On offshore accounts in the British overseas territories, Russians keep £ 34 billion, reports the Sunday Times, citing data from the organization Global Witness. Earlier in London, they threatened to disclose the names of all these businessmen from Russia.
The total amount of funds that Russians keep in the British offshore - the Virgin Islands and the Cayman Islands - is £ 34 billion ($ 47 billion), the Sunday Times reported citing materials of British non-governmental organization Global Witness, which fights against human rights violations and the policies of countries, exporting natural resources.
This sum, as the publication emphasizes, is five times larger than the amount that Russian citizens have placed in the UK itself. At the same time, £ 30 billion of them, as the newspaper notes, falls only on the British Virgin Islands.
In general, over the past decade, Global Witness experts have found that £ 110 billion passed through British territories across Russia. As noted by analysts, Britain became the second most popular destination for Russian offshore investments, more than in Cyprus alone, the Sunday said. Times.
Earlier, British Prime Minister Teresa May, as the publication recalls, promised to freeze all Russian assets and assets in the country in response to the poisoning on March 4 in Salisbury of the former GRU colonel Sergei Skripal, who was convicted in Russia for espionage in favor of London, and his daughter Julia. In connection with this incident, London then accused the Russian authorities, but Moscow repeatedly rejected these data. Despite this, in May, as the newspaper notes, she said: "In our country there is no place for these people [Russian businessmen] or their money."

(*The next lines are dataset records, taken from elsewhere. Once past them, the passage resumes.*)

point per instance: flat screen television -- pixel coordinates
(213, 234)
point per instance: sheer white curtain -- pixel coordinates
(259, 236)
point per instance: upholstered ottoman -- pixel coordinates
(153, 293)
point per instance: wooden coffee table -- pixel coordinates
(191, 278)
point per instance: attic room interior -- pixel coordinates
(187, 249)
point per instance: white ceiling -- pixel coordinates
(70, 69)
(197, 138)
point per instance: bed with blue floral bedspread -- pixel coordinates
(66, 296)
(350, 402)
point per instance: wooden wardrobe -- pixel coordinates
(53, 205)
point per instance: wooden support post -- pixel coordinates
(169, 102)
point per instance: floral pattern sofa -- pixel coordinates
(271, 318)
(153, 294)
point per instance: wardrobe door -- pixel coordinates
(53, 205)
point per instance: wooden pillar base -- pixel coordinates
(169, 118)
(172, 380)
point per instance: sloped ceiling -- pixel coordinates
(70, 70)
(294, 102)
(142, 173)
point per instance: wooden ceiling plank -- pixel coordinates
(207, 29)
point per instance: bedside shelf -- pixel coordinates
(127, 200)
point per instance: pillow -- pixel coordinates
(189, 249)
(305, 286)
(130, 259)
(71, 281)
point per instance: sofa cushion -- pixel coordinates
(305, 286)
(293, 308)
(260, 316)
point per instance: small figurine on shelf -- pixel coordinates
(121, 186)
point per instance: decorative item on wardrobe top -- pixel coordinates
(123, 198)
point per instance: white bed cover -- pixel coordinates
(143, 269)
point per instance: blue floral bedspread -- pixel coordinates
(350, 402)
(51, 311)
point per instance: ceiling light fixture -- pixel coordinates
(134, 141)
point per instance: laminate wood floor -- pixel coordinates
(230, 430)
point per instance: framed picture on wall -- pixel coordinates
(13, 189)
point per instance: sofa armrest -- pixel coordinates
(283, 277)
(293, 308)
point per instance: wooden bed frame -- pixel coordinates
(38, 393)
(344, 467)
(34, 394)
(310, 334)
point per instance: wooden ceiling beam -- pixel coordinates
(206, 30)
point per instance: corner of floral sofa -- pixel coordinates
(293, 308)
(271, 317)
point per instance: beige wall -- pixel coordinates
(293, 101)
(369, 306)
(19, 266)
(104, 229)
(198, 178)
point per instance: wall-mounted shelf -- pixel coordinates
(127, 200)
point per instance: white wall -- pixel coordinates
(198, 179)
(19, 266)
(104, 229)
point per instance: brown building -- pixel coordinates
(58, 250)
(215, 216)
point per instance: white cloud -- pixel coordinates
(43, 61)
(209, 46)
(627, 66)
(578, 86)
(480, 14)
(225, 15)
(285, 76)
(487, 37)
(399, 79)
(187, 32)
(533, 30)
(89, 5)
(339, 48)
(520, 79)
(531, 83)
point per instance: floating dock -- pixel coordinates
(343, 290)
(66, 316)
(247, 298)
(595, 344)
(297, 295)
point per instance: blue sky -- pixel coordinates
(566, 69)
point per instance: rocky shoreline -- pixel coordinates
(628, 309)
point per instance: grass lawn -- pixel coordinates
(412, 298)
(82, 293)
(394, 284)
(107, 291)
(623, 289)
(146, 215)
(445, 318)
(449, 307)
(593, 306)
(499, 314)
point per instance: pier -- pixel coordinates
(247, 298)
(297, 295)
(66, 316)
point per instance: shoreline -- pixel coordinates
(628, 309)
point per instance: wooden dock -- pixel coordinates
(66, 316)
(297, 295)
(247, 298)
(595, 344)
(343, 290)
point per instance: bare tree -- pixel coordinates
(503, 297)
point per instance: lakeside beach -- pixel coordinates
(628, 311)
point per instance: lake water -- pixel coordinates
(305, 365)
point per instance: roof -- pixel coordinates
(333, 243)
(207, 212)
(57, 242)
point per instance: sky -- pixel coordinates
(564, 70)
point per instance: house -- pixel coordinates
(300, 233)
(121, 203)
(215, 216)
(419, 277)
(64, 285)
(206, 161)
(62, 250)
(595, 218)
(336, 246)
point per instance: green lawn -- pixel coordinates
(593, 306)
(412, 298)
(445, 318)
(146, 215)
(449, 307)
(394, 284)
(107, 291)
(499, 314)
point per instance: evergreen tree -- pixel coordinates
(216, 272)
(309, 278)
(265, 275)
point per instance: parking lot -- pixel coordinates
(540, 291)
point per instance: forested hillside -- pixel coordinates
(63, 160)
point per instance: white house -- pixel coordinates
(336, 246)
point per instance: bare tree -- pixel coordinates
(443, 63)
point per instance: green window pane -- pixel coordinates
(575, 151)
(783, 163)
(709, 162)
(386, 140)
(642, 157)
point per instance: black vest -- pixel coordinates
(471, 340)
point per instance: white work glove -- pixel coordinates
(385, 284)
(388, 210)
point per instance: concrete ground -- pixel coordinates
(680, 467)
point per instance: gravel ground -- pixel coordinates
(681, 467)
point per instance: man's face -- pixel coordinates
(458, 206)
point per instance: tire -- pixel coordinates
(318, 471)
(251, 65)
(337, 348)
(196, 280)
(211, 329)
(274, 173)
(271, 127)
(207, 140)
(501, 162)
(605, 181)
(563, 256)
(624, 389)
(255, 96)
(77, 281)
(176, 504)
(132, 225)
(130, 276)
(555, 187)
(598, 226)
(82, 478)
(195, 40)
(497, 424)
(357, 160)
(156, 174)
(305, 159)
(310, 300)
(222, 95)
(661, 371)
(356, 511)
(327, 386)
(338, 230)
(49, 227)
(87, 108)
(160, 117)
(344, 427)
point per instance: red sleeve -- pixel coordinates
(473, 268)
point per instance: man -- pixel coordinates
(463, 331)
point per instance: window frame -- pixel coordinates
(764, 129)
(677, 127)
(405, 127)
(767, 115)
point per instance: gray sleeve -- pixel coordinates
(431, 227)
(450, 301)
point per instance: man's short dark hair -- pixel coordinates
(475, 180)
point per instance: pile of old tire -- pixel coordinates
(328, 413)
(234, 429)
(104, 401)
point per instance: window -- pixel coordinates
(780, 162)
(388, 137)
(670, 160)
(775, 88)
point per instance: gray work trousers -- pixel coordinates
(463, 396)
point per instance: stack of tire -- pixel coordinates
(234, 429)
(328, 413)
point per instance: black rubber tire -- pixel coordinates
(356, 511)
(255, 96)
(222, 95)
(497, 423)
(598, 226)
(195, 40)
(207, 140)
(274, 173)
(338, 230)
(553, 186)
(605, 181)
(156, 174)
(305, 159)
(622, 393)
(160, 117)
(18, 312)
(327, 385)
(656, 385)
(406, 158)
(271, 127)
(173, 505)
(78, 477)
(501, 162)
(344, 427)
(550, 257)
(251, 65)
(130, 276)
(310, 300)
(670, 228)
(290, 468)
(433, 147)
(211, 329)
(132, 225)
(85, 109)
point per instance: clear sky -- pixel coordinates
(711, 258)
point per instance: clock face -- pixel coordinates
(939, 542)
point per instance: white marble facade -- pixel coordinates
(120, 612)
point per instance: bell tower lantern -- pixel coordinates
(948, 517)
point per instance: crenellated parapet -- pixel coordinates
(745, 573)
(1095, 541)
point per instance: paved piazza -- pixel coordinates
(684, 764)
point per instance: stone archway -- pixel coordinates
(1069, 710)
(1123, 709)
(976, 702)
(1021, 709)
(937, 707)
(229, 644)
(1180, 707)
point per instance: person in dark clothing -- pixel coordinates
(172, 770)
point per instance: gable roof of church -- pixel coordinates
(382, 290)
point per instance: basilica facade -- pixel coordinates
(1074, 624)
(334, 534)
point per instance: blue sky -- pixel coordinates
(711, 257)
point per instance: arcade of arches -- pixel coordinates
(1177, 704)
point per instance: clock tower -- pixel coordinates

After that, on April 26, a group of deputies in the British parliament, consisting of conservatives, Laborites and representatives of the Scottish National Party, announced its intention to require the British authorities to pass a bill according to which the overseas territories will have to disclose the identity of businessmen who keep assets in their jurisdiction. Currently, the Virgin Islands and the Cayman Islands under the law from this requirement, acting throughout Britain, have been released. Such a measure, as one of the authors of the initiative pointed out, was aimed at revealing the names of Russian entrepreneurs who keep money in British off-shores.
"Ms. Mei has so far called on the world to respond to the violation of international norms by Russia. But if she is going to fulfill her promises, she must confirm that dirty money, going for worse ends, does not hide under the British flag anywhere in the world, "explained conservative Andrew Mitchell.